Japan’s economy is growing for the third quarter in a row. But a decline in key consumer spending and corporate capital investment is dampening the outlook.
Japan’s economy grew less significantly than expected in the second quarter. As the government announced on Friday based on revised data, gross domestic product (GDP) rose by an annualized 4.8 percent between April and June. The official statisticians initially calculated growth of 6.0 percent. This means that the upswing continued for the third quarter in a row. But an unexpectedly sharp decline in investment and consumer spending is clouding the prospects of the world’s third-largest economy, ahead of Germany.

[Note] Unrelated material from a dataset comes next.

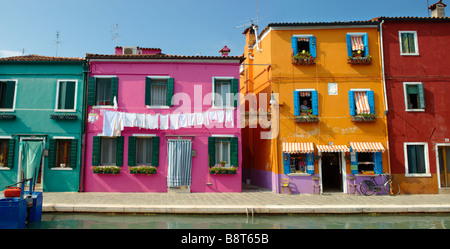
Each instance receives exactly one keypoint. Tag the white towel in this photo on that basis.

Strong car exports and a recovery in tourism from the corona pandemic contributed to the growth. However, compared to the previous quarter, Japan’s GDP only rose by 1.2 percent and not by 1.5 percent as initially calculated. Companies’ capital investments fell by 1.0 percent and did not increase by 0.03 percent as initially calculated. In addition, private consumption, which contributes the most to the country’s economic output at around 60 percent, fell by 0.6 percent instead of 0.5 percent compared to the previous quarter.
According to economists, consumers are increasingly feeling the effects of rising prices. Japan’s consumers spent more money on restaurants and travel after the Corona restrictions were lifted. However, ongoing inflation is weighing on consumers when it comes to spending on non-durable goods such as groceries and everyday products.